In past years I have spent time in virtual worlds, more time reading about them, and even more time in virtual world projects. So that should be a good topic to write about.
Current 3D games and virtual worlds, although sometimes amazingly detailed, still have only a limited level of detail in the graphical models and textures – compared to reality! Also virtual worlds often cover only a relatively small space for players to explore. This means that inevitably a player’s feel of realism is compromised.
First let’s list here the main reasons for these limitations in world detail:
- Graphics hardware performance is limited; e.g. polygon throughput or texture memory limits.
- Design resources are limited; creating highly detailed worlds manually is not feasible (e.g. think of designing all the leaves on a tree or all individual stones in a river bedding – approaches that do not scale).
- Memory/storage/network resources are limited; for example a building in a virtual world that requires many terabytes of geometry data is not feasible on today’s gaming platforms.
- Computational resources are limited; simulating many millions of entities in real-time (including AI and physics) on current platforms is infeasible.
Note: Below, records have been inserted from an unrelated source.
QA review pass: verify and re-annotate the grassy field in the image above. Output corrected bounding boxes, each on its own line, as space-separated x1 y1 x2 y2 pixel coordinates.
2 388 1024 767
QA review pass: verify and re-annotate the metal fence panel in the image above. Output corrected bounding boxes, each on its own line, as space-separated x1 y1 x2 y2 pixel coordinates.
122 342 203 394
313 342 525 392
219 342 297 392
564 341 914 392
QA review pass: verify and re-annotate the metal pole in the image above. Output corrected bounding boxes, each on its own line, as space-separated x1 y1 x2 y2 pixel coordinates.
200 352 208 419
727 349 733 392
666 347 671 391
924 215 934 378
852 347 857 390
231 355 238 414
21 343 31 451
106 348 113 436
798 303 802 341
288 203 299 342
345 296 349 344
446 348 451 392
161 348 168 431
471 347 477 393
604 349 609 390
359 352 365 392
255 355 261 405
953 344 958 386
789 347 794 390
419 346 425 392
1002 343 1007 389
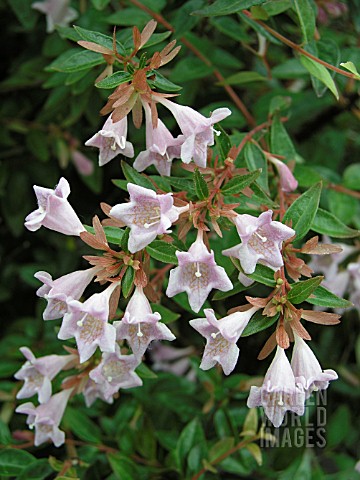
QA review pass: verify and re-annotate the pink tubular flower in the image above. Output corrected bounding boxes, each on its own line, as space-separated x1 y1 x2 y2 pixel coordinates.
82 379 114 407
155 97 231 168
71 150 94 176
85 114 134 166
247 346 305 428
166 231 233 313
58 283 119 363
268 156 298 193
110 183 184 253
24 177 85 236
222 210 295 274
89 346 142 400
35 267 98 320
15 388 72 447
133 101 183 176
291 334 338 399
189 307 259 375
32 0 77 33
114 287 175 359
15 347 76 404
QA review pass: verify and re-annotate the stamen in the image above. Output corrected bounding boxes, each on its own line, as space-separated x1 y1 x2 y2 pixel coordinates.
137 324 143 337
107 376 113 382
29 423 35 430
255 231 267 243
144 219 160 229
195 262 202 278
212 127 221 136
313 386 319 392
165 150 171 162
110 139 117 151
211 332 220 339
278 392 284 406
77 319 84 327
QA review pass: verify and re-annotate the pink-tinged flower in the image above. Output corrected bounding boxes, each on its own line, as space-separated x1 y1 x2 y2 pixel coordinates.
155 97 231 168
85 114 134 166
82 379 114 407
35 267 98 320
166 231 233 313
348 262 360 309
58 283 118 363
110 183 183 253
134 101 183 176
189 307 258 375
247 346 306 428
222 210 295 274
89 346 142 400
15 347 76 404
309 236 355 300
114 287 175 359
32 0 77 33
71 150 94 176
150 344 196 380
24 177 85 236
16 389 72 447
268 157 298 193
291 334 338 399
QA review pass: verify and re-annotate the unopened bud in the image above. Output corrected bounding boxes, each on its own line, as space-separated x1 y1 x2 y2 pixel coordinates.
276 278 284 285
276 305 283 312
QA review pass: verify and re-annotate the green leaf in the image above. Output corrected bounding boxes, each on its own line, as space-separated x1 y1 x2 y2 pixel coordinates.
16 459 54 480
112 179 129 191
193 0 268 16
107 453 139 480
209 438 235 462
343 163 360 190
146 241 179 264
91 0 111 10
85 225 124 245
244 142 268 191
121 227 131 252
74 25 125 55
215 123 232 162
63 407 102 443
175 418 206 472
282 182 322 240
249 182 279 208
122 267 135 299
47 49 105 73
242 408 258 434
222 170 261 195
247 264 276 287
305 40 340 98
340 61 360 79
287 276 323 304
150 303 180 323
270 113 296 160
306 285 352 308
170 57 213 83
96 71 132 89
300 55 339 100
26 130 50 163
311 208 360 238
293 164 323 188
168 177 196 196
218 71 266 85
193 169 209 199
8 0 37 29
148 71 182 92
136 362 158 379
0 449 35 476
121 160 156 191
242 311 279 337
292 0 316 44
For example, simulating millions of individual insects that inhabit a forest seems impossible.
Despite of these four limiting factors, having virtual worlds with near-infinite detail is not necessarily impossible, using some compromises and clever solutions. The key is to realize the feeling of a highly detailed reality without necessarily simulating it all.
Having detailed virtual worlds could enable a deeper gaming experience and also new ways of gameplay. For example, in a hunting type of game the hunter could inspect the grass in detail, looking for traces and footsteps that help to track prey that has recently passed. Or in a simulated forest, a player could mark some leaves on a specific tree as a way to communicate a secret message to a guild member. In serious-gaming applications, more detail may help to increase immersion in the world. It seems worth investigating how such “unlimited” detail could be obtained in a practical way.
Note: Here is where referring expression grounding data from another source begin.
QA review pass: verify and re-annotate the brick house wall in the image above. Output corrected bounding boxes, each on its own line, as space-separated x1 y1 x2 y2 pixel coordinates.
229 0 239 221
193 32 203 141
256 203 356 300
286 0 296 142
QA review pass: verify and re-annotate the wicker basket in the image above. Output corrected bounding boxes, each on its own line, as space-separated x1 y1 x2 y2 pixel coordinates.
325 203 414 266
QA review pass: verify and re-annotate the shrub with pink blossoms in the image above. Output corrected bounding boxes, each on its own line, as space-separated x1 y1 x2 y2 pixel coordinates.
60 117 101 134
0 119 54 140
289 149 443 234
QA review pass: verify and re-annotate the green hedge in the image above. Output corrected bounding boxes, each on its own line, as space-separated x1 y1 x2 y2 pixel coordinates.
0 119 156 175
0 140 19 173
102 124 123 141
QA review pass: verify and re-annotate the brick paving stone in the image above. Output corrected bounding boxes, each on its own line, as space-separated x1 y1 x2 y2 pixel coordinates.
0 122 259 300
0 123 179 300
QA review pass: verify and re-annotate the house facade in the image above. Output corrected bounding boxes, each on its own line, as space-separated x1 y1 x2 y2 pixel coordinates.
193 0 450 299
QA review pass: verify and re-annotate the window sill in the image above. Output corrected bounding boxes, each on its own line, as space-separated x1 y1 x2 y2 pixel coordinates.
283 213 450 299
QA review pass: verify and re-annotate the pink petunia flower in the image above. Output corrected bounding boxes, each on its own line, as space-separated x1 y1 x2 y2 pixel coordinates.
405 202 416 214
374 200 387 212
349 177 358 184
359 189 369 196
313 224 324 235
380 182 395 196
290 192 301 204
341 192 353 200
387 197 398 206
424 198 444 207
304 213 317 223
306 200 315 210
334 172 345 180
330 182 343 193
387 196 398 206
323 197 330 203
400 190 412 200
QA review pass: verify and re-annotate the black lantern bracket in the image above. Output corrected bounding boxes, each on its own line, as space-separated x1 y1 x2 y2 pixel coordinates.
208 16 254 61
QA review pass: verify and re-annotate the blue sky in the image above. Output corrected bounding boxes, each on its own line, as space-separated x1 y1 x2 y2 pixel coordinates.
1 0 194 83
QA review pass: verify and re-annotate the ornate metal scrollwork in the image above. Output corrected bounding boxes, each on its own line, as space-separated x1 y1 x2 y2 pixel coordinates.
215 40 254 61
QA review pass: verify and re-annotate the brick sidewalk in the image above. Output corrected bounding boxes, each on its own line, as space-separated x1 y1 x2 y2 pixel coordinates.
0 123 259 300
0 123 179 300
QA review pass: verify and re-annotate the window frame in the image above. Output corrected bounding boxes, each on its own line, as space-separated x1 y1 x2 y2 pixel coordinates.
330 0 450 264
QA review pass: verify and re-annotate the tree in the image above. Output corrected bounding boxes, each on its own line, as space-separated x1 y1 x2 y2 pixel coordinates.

Overcoming the limitations?
The company Euclideon claims to have a solution for limitation #1 above (graphics hardware limits), by using a novel algorithm for rendering point cloud geometry models instead of using polygon geometry. Such a solution may help, but still – don’t the other limitations remain? For the classical polygon models, the technique of model-swapping may also get us some way towards overcoming limitation #1.
One approach to overcome limitation #2, limited availability of design resources, is to use algorithms for procedural generation of world content. Do (AI) methods exist to extract world design rules automatically from examples of worlds designed by people? This could certainly be an interesting research field.
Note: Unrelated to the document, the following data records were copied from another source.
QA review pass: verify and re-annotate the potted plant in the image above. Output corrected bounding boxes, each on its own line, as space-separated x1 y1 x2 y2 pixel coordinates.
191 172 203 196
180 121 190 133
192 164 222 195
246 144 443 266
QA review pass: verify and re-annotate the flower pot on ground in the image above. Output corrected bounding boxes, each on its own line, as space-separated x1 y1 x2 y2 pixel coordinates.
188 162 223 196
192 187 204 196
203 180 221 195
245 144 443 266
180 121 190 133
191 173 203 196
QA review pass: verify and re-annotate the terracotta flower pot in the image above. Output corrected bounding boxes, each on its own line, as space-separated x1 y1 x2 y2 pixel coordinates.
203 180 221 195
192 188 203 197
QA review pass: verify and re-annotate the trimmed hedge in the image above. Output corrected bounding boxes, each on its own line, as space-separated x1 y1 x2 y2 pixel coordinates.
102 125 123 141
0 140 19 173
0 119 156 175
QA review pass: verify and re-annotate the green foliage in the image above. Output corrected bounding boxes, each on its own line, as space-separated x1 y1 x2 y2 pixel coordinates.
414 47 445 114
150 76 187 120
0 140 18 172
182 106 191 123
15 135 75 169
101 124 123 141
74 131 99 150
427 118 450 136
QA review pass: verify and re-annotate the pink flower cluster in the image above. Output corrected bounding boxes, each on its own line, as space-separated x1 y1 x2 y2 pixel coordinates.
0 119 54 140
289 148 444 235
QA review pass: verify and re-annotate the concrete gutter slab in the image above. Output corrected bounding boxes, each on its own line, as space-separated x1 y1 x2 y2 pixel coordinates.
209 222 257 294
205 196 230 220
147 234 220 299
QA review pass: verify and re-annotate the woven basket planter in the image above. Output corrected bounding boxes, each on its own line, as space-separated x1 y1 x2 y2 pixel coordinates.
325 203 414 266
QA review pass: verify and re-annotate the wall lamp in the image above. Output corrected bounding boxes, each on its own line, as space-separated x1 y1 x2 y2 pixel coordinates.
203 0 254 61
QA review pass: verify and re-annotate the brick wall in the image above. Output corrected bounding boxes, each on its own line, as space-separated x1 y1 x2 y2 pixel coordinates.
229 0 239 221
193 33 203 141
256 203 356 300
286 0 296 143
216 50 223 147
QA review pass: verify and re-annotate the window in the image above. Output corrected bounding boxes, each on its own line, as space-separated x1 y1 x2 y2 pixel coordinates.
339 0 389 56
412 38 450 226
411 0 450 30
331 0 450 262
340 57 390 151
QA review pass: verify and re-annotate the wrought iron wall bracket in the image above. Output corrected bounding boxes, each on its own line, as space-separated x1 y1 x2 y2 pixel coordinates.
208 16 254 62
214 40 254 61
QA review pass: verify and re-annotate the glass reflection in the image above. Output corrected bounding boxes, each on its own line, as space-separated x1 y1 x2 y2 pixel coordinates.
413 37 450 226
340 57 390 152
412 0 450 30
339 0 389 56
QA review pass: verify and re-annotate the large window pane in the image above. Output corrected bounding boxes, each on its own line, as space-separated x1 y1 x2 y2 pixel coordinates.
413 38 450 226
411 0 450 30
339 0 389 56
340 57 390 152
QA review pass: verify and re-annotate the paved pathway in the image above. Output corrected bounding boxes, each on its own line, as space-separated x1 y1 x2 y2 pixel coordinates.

Limitation #3 (memory availability) could be tackled by using pseudo-random number generators to generate parameters, which are then used as input to procedural content generators. Taken to the extreme, with this approach a single random seed number could effectively represent an entire world, so it can be generated on the fly at the user’s machine without requiring any storage – if the content generation algorithms are good enough!
Finally, limitation #4 (limited computational resources) could be overcome by abandoning simulation realism and striving only for believability or the feel of immersion. For example, using a multi-step simulation level-of-detail (LoD) approach with low detail used for entities (like NPCs) that do not have a main role in the simulation or which are not close to any one of the human controlled characters.
Problems (a.k.a. research topics)
In applying the above techniques to overcome the limitations, some problems remain, especially in multi-player simulations:
- How can interaction events of players with the world be recorded, represented and shared with the simulation platforms of other players? Take the example of a player picking a random leaf from a tree. Can another player later see that the leaf was picked? Can this change event be represented as a data object describing a “delta” onto the procedurally generated tree-with-leaves, and be shared to other players on demand? Ideally the “delta” data is only shared to other players that come close to the specific tree and start to look at it in detail.
- How to deal with the flood of “delta” events that accumulate over time while playing? Should there be a “forgetting” mechanism so that after some time the game world resets back to its initial (procedurally generated) state? For example the picked leaves of a tree will grow back after 5 simulated days.
- How to treat relatively unimportant entities (NPCs) that were in some way persistently affected or modified through interaction with a player? Should they be simulated (AI/motion) with a higher level of detail from the point in time of interaction onwards? Is this feasible and scalable over time, or do we need a “forgetting” mechanism as well to avoid that over time numerous entities have to be simulated all the time in a high level of detail?
Although we have only scratched the surface of this topic, the problems that appear by this scratching are abundant. Sounds like a great topic for virtual worlds / game research!